The forum sponsored by Concordia’s Muslim Student Association is styled similarly to an ongoing activity that Keesal has hosted at her family cafe, Kokinos. For a year and a half, she has hosted sessions where groups of people can share their stories around a table, free of technology and judgement.
“Subconsciously, I really wanted to tell my story,” shared Salsabil Zayed, an industrial engineering student at Concordia at the event. “The emotion has been building up for a long time and I guess that I really wanted to let this out and I just never really had the opportunity.“
Being a Muslim in Quebec
A 2016 statistical report by Environics Institute for Survey Research on the Muslim population in Canada found that the majority of Muslims “stand out as being among the proudest of Canadians, but they almost universally express satisfaction with the general direction of the country.” Seventy-two per cent find both religion and country to be important to their identity.
Zahraa Sbaiti expressed this sense of identity through her art. One of her most unique pieces, is a self portrait featuring a fleur de lys, the provincial symbol of Quebec, on her hijab. The art piece was displayed last November at the Musée national des beaux-arts du Québec, alongside work from 10 local Muslim artists.
Though the showcase may have been an accomplishment worth celebrating, it was not without controversy. Sbaiti explained how the fear of a negative reaction surrounding the artwork forced the museum into avoiding advertising until the exhibit was unveiled. She even remembered a fellow art student who questioned her expression of identity and demanded an explanation that suited her.
“The thing is I was born here and I have two cultures,” explained Sbaiti. “In Canada there are people who are vegetarians, who are allergic to alcohol and don’t do things that I don’t do.

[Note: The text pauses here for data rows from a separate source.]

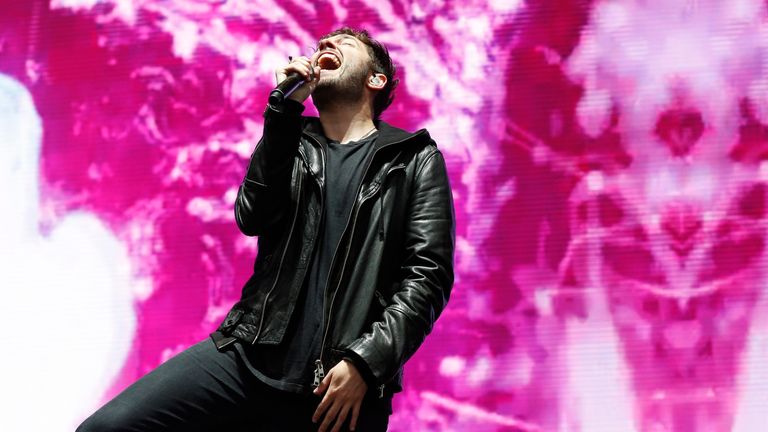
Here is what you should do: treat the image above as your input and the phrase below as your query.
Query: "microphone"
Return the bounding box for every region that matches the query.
[269,72,306,106]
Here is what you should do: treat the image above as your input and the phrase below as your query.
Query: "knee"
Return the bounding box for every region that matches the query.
[75,413,110,432]
[75,408,125,432]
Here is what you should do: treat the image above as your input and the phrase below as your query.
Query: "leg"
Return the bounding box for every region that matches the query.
[77,339,266,432]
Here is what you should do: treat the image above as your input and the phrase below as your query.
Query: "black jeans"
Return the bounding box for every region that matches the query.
[77,339,392,432]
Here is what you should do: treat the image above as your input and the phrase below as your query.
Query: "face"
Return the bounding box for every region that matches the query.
[312,34,371,110]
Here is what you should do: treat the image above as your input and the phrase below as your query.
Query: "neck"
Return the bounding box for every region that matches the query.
[320,99,375,144]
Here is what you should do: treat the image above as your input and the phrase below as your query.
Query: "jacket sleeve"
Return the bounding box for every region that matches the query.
[347,150,455,385]
[235,99,304,236]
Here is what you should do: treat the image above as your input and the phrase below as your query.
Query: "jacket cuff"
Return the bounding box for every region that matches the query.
[341,350,377,390]
[264,99,306,117]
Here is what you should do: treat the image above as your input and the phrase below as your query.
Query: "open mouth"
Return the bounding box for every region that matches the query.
[317,52,341,70]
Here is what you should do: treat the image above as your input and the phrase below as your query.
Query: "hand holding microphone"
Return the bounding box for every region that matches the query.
[269,56,320,105]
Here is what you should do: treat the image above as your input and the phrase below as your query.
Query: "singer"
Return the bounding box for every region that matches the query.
[78,28,454,432]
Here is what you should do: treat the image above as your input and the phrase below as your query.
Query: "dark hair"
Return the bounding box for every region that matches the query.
[320,27,400,120]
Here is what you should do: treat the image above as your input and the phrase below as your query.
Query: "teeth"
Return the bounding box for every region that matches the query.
[317,53,341,70]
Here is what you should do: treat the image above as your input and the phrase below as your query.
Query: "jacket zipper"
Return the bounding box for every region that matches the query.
[251,160,303,345]
[315,137,413,398]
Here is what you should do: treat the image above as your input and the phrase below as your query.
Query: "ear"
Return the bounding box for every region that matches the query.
[367,73,387,90]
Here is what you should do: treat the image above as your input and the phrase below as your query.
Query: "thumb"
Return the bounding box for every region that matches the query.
[313,371,333,395]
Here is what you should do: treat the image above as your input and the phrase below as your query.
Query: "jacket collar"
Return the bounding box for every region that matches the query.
[304,117,430,151]
[299,117,431,186]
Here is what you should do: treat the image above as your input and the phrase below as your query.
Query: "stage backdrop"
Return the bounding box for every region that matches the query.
[0,0,768,432]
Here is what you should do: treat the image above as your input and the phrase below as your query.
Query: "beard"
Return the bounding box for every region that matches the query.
[312,63,368,111]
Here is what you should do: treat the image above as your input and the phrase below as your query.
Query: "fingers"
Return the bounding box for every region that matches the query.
[317,401,343,432]
[349,402,360,431]
[331,405,350,432]
[312,371,333,396]
[312,375,333,423]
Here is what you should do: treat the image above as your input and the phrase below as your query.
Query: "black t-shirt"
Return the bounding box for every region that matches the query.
[236,132,378,393]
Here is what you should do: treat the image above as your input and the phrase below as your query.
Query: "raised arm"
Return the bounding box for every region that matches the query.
[235,57,320,236]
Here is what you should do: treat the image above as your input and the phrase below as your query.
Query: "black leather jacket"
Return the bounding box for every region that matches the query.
[214,103,454,392]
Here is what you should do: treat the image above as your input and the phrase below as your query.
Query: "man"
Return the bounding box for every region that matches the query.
[80,28,454,432]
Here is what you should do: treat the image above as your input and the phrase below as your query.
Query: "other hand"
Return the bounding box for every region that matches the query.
[312,360,368,432]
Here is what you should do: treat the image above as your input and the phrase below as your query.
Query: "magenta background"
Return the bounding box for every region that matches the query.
[0,0,768,432]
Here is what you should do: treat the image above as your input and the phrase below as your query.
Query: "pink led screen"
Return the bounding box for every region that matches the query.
[0,0,768,432]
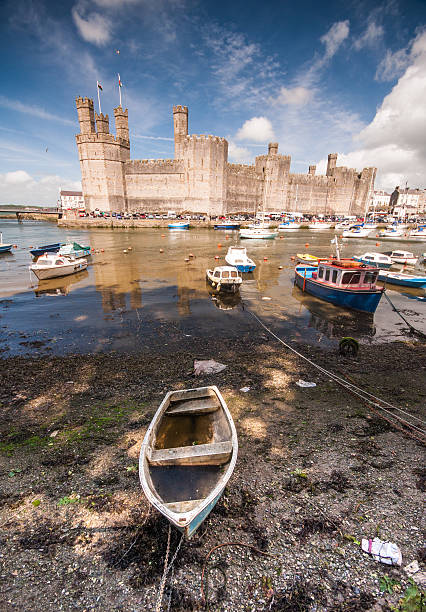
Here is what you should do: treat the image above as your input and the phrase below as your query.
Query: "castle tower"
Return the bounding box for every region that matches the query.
[173,106,188,159]
[76,98,130,212]
[75,97,96,134]
[326,153,337,176]
[114,106,129,142]
[95,113,109,134]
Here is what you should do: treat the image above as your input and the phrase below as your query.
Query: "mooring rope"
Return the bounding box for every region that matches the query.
[244,308,426,442]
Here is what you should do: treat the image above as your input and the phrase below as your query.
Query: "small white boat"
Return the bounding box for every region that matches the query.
[379,225,404,238]
[308,221,333,230]
[225,246,256,272]
[30,253,87,280]
[342,226,371,238]
[240,225,278,240]
[206,266,243,292]
[385,251,418,266]
[139,386,238,538]
[352,252,393,270]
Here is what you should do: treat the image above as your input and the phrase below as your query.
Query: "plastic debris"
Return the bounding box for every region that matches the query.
[194,359,227,376]
[296,378,317,388]
[361,538,402,565]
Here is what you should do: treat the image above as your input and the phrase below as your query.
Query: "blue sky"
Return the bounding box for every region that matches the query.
[0,0,426,205]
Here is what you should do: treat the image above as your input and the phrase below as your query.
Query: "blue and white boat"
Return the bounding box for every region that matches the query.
[379,270,426,289]
[58,242,90,259]
[295,259,383,313]
[139,386,238,538]
[30,242,63,257]
[0,232,13,253]
[167,221,189,230]
[225,246,256,272]
[352,253,393,270]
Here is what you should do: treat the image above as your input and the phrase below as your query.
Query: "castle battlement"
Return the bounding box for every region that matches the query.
[76,96,376,215]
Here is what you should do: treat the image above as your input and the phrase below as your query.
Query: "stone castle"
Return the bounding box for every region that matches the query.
[76,97,376,215]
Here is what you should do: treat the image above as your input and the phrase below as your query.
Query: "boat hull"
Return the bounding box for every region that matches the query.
[295,266,383,314]
[31,261,87,280]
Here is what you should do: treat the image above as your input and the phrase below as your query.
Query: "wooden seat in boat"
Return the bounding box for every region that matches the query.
[166,397,220,415]
[148,441,232,465]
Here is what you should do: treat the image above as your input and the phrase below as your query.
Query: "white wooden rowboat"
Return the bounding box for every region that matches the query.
[139,386,238,538]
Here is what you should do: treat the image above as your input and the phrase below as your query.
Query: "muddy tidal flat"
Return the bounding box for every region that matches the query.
[0,335,426,612]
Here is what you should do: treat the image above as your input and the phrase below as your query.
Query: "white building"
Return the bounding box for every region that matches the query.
[59,189,84,210]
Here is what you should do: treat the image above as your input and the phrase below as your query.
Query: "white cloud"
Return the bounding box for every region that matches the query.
[354,21,384,51]
[322,31,426,189]
[275,86,313,106]
[228,140,253,163]
[0,95,76,125]
[320,19,349,61]
[71,2,112,47]
[236,117,275,142]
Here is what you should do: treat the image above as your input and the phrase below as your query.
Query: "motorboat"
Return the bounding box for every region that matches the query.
[379,225,404,238]
[30,242,63,257]
[384,251,418,266]
[352,252,393,270]
[58,242,90,259]
[225,246,256,272]
[167,221,189,230]
[295,258,383,313]
[379,270,426,289]
[342,225,371,238]
[206,266,243,292]
[30,253,87,280]
[0,232,13,253]
[296,253,320,266]
[139,386,238,538]
[240,224,278,240]
[308,221,333,230]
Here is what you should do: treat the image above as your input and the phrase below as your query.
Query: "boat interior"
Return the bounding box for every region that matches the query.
[146,388,233,513]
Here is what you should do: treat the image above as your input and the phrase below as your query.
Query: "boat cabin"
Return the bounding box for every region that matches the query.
[311,259,379,290]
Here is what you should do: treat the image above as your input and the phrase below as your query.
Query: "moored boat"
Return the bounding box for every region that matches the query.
[352,252,393,270]
[167,221,189,230]
[295,259,383,313]
[58,242,90,259]
[30,242,62,257]
[206,266,243,292]
[139,386,238,538]
[225,246,256,272]
[379,270,426,289]
[384,251,418,266]
[30,253,87,280]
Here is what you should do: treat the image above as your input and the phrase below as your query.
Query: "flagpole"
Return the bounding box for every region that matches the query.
[96,81,102,115]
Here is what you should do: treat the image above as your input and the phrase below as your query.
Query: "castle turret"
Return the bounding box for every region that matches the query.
[327,153,337,176]
[173,106,188,159]
[95,113,109,134]
[114,106,129,142]
[75,97,96,134]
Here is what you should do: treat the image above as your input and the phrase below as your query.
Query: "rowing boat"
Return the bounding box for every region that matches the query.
[139,386,238,538]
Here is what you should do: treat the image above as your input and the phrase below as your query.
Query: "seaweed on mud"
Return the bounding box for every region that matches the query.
[297,517,337,540]
[269,580,326,612]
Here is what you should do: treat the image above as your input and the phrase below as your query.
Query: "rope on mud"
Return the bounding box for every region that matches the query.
[201,542,279,610]
[383,291,426,338]
[155,524,184,612]
[246,309,426,443]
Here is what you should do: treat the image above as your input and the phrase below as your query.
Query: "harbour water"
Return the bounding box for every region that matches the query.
[0,219,426,357]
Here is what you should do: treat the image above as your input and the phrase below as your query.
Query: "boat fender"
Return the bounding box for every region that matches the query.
[339,336,359,357]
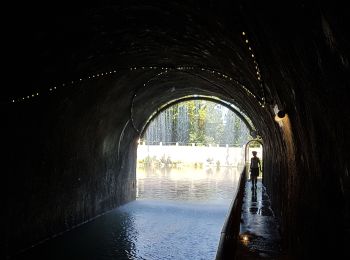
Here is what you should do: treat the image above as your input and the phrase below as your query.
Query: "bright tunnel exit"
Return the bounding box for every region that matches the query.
[131,100,260,259]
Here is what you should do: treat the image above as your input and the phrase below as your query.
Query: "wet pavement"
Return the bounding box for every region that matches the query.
[236,180,288,259]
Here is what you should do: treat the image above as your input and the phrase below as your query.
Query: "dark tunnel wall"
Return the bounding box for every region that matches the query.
[1,1,350,258]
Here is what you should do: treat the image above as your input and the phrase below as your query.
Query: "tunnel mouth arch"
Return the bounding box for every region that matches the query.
[140,94,256,138]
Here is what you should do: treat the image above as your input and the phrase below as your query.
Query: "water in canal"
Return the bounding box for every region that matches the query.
[16,167,240,260]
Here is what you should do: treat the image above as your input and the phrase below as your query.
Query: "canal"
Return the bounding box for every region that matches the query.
[14,167,241,260]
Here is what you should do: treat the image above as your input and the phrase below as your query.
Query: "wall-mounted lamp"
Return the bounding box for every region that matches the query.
[273,105,286,122]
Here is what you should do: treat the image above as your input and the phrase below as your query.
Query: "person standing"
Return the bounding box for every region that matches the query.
[250,151,261,189]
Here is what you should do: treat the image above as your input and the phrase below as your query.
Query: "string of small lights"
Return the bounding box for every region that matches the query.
[9,32,266,108]
[242,32,266,108]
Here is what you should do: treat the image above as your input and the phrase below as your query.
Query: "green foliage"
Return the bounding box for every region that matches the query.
[146,100,251,145]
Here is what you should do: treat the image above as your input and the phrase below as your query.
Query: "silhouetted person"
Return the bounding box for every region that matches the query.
[250,151,261,189]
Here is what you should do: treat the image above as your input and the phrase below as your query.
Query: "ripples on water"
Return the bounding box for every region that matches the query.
[13,168,239,260]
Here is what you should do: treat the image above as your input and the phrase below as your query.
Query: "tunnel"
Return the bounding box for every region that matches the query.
[1,0,350,259]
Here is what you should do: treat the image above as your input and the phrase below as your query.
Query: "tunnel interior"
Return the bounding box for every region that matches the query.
[1,0,350,257]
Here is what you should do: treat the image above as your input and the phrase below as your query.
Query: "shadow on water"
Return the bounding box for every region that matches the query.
[12,168,243,260]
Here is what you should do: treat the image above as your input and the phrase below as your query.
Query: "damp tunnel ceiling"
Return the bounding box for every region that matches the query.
[5,1,348,140]
[1,0,350,258]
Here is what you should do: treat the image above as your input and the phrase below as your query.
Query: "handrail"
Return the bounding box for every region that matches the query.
[215,167,247,260]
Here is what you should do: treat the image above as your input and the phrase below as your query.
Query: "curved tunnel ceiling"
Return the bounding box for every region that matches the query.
[6,1,269,142]
[137,95,256,137]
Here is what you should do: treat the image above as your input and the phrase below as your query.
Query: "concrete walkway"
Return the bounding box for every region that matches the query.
[236,180,289,259]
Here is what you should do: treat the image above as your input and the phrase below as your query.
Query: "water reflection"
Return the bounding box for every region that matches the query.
[137,167,239,203]
[14,168,239,260]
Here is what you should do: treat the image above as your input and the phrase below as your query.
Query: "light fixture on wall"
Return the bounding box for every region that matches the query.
[273,105,286,122]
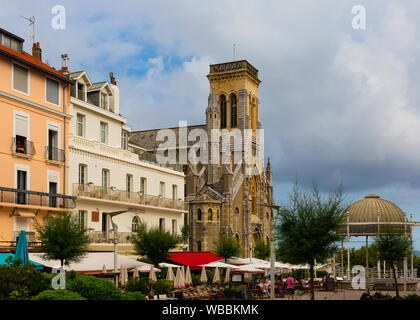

Why can’t I be seen the way that they are?”
Thirty-five per cent of Muslims identify the top issues facing the community as discrimination, stereotyping by the media and their public safety according to statistics from Environics Institute for Survey Research. For Sbaiti, it’s a risk she takes every time she leaves the house. She knows the feeling of dread every time a person yells at her to go back to her own country or tells her that she doesn’t belong here.
“I use my art to attack my intimidators,” she explained. “If I remove my hijab because I am afraid of them, I’m giving up.”
Asking Tough Questions
Aside from the sharing, listeners were given the opportunity to ask questions about the Muslim faith. Among questions about prayer and belief, were questions about the hijab and popular misconceptions about the reason that they are worn.
One attendee and member of the MSA discussed her reason for wearing it as a completely independent decision.
“People make this assumption that I’m wearing it because a man is making me, but in reality my father who is Muslim was neutral about it and my mother was very against it,” she pointed out. “When I started wearing it, she even asked if it was a man who was making me wear it. I actually got push back from my whole family.”
Organizer Anwar Alhjooj is the coordinator of the Montreal City Mission which handles social justice and poverty programs. Having assisted many refugees and newcomers to Canada, Alhjooj found that a lot of the ignorance surrounding the Muslim faith comes from a lack of education and interaction with “the other.”
“They don’t approach their [Muslim] neighbours and learn about their traditions,” he explained. “We want to give people this feeling that we are the same. We have the same problems, we have the same challenges. We want to be an active part of this society.
“We want to know others and we want them to know us.”